Daarop heeft verweerder verzoekers bij schrijven van 7 oktober 2002 verzocht om binnen 6 maanden na dagtekening van dat schrijven alle, op het perceel aan de [a-straat] 20 te Stein, uitgestalde, materialen te verwijderen en alle opslag- en verkoopactiviteiten op respectievelijk vanaf dat perceel te staken. Indien verzoekers niet aan bovenstaand verzoek tegemoet mochten komen, dan is verweerder, zo heeft hij in dat schrijven vermeld, genoodzaakt over te gaan tot het treffen van de daarvoor passende bestuursrechtelijke maatregelen, hetgeen betekent dat hij zal overgaan tot het nemen van een beslissing tot het toepassen van bestuursdwang of het opleggen van een last onder dwangsom.
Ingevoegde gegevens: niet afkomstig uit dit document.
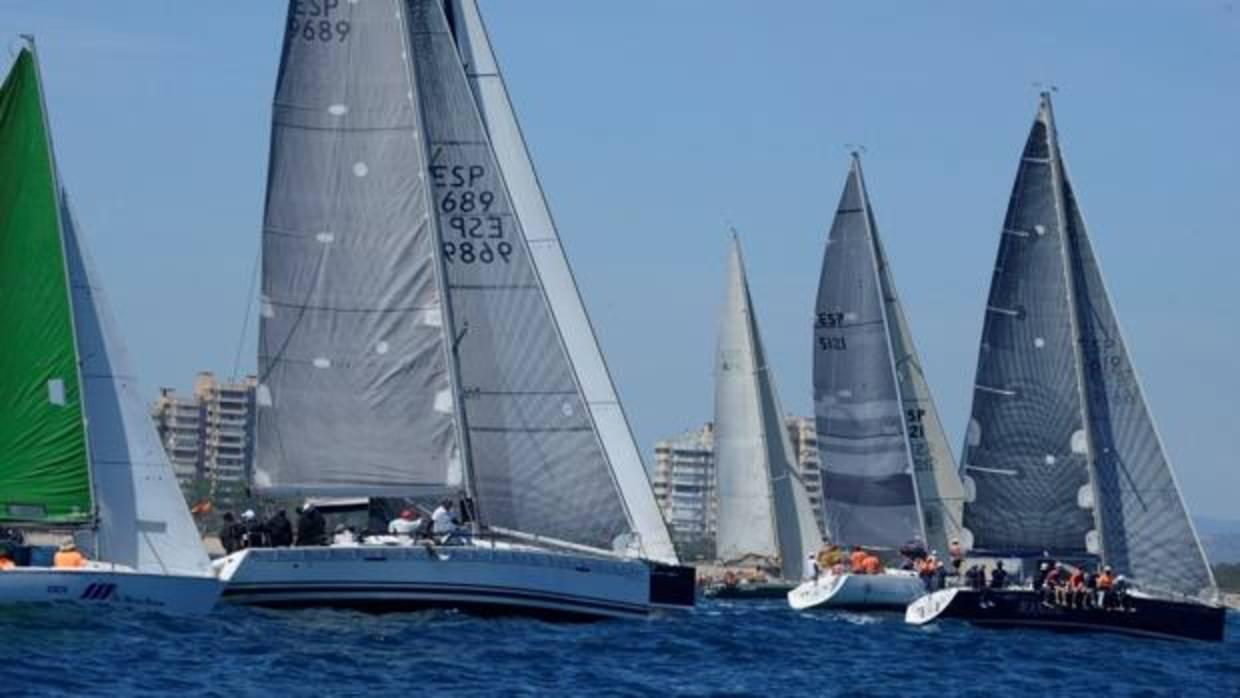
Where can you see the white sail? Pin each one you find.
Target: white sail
(764, 508)
(551, 264)
(143, 518)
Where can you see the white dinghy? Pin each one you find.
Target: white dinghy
(422, 337)
(78, 454)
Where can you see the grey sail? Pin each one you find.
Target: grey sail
(536, 458)
(547, 254)
(764, 507)
(1027, 449)
(939, 487)
(1145, 525)
(1116, 497)
(143, 520)
(869, 494)
(356, 396)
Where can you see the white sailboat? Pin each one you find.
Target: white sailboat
(422, 337)
(78, 454)
(888, 474)
(764, 518)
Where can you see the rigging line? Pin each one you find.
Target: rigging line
(244, 318)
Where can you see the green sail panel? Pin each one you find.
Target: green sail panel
(45, 475)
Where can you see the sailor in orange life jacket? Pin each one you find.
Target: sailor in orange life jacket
(857, 561)
(68, 557)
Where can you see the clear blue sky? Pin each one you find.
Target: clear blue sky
(656, 122)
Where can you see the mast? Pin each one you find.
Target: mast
(60, 228)
(887, 334)
(1057, 177)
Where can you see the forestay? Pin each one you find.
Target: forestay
(869, 495)
(764, 507)
(551, 264)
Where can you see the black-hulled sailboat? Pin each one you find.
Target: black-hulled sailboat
(764, 515)
(422, 336)
(1062, 459)
(888, 475)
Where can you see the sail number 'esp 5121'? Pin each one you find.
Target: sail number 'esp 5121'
(474, 234)
(318, 20)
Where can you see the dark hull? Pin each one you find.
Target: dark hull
(749, 591)
(1146, 616)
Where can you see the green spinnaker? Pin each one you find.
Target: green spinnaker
(45, 474)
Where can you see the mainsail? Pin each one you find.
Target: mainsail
(1062, 453)
(547, 254)
(409, 344)
(140, 518)
(45, 472)
(764, 507)
(888, 474)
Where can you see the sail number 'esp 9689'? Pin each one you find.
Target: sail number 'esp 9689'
(475, 234)
(318, 20)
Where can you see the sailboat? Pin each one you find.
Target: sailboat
(764, 518)
(889, 477)
(1062, 458)
(422, 337)
(78, 454)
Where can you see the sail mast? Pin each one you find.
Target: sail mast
(1057, 177)
(887, 335)
(65, 268)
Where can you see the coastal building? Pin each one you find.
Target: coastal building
(208, 435)
(685, 482)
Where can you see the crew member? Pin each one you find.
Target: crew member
(68, 557)
(311, 526)
(998, 577)
(280, 530)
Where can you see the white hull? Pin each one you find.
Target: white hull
(107, 585)
(502, 579)
(893, 589)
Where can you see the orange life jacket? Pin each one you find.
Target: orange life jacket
(68, 558)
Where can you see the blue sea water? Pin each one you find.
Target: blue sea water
(723, 649)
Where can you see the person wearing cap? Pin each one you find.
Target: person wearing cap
(404, 525)
(68, 557)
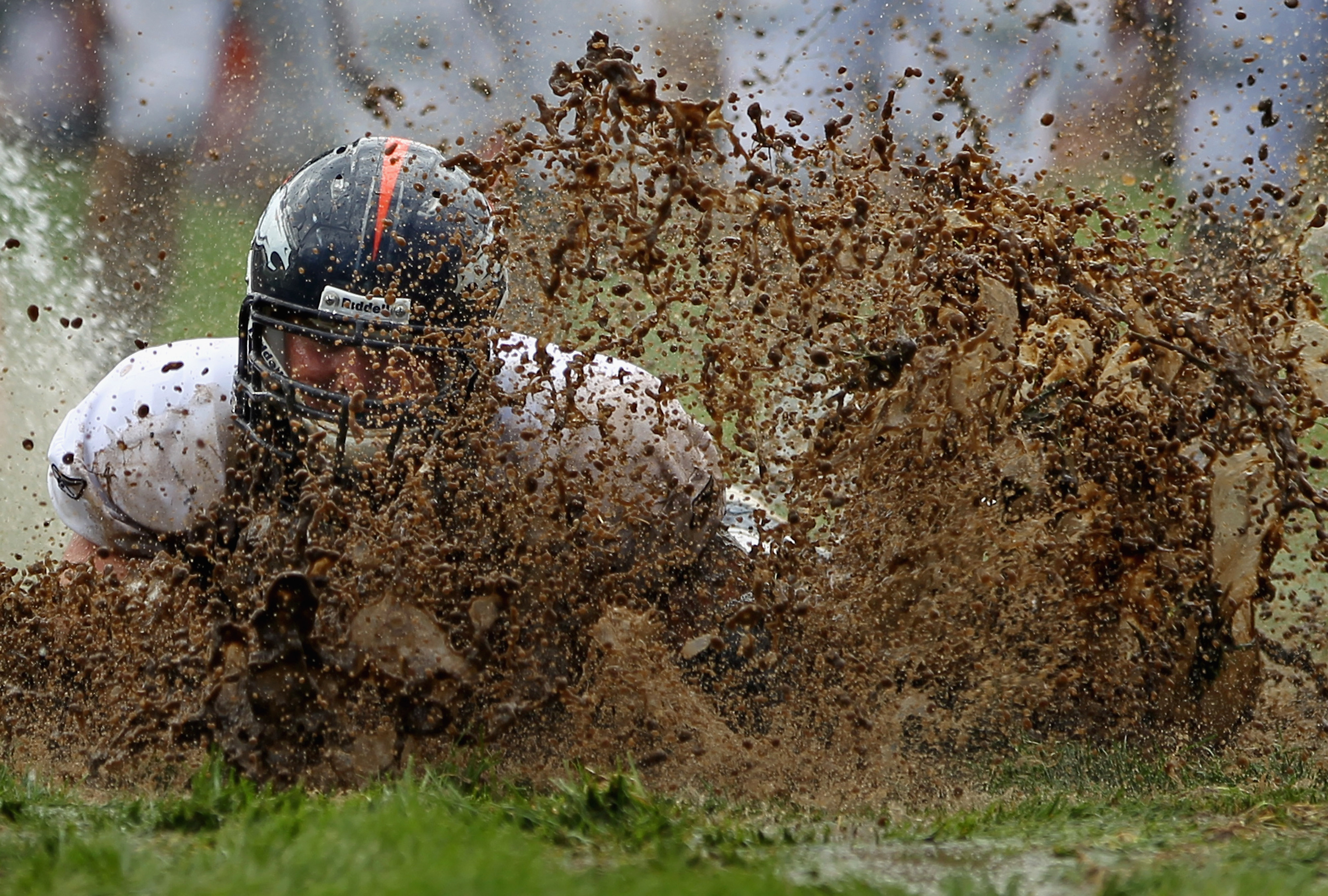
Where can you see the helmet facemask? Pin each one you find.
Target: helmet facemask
(387, 376)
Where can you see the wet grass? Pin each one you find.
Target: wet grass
(1091, 821)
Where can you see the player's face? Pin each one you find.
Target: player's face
(386, 375)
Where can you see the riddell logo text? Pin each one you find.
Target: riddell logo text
(350, 305)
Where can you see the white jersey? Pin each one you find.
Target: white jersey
(144, 456)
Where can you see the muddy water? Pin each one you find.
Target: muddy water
(1026, 463)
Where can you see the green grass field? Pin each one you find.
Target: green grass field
(1070, 820)
(1054, 821)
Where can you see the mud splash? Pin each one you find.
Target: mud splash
(1026, 463)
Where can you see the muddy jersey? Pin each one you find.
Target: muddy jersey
(144, 456)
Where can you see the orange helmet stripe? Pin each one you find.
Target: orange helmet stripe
(394, 155)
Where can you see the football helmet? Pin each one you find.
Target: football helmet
(373, 273)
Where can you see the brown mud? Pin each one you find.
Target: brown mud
(1037, 459)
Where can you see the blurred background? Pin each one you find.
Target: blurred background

Voorts heeft verweerder verzoekers bij voornoemd schrijven in de gelegenheid gesteld om hun zienswijze met betrekking voornoemd voornemen schriftelijk bij hem kenbaar te maken, van welke gelegenheid zij bij schrijven van 29 november 2002 van hun gemachtigde gebruik hebben gemaakt.
Bij besluit van 14 mei 2003 heeft verweerder verzoekers bericht dat tijdens een op 15 april 2003 gehouden controle door de toezichthoudende ambtenaar van Bouw- en Woningtoezicht van verweerders gemeente is geconstateerd dat er op het perceel aan de [a-straat] 20 te Stein nog steeds opslag en verkoop van terracotta potten, kruiken en teakhouten tuinmeubelen plaatsvindt en dat ook uit een advertentie van het in verweerders gemeente verschijnend huis-aan-huisblad 'De Schakel' van 15 april 2003 blijkt dat voornoemde artikelen nog steeds ter verkoop worden aangeboden. Daarop heeft verweerder, zo heeft hij tevens bij besluit van 14 mei 2003 aan verzoekers bericht, besloten tot het aan hen opleggen van een last onder dwangsom. In dat kader zijn verzoekers bij voornoemd besluit gelast alle opslag en verkoop van terracotta potten, kruiken en teakhouten tuinmeubelen op respectievelijk vanaf het perceel aan de [a-straat] 20 te Stein binnen 6 weken na de dag waarop dat besluit is verzonden te beëindigen, bij gebreke waarvan verzoekers een dwangsom van € 500,-- per dag verbeuren dat de strijdige situatie voortduurt, met een maximum van € 20.000,--.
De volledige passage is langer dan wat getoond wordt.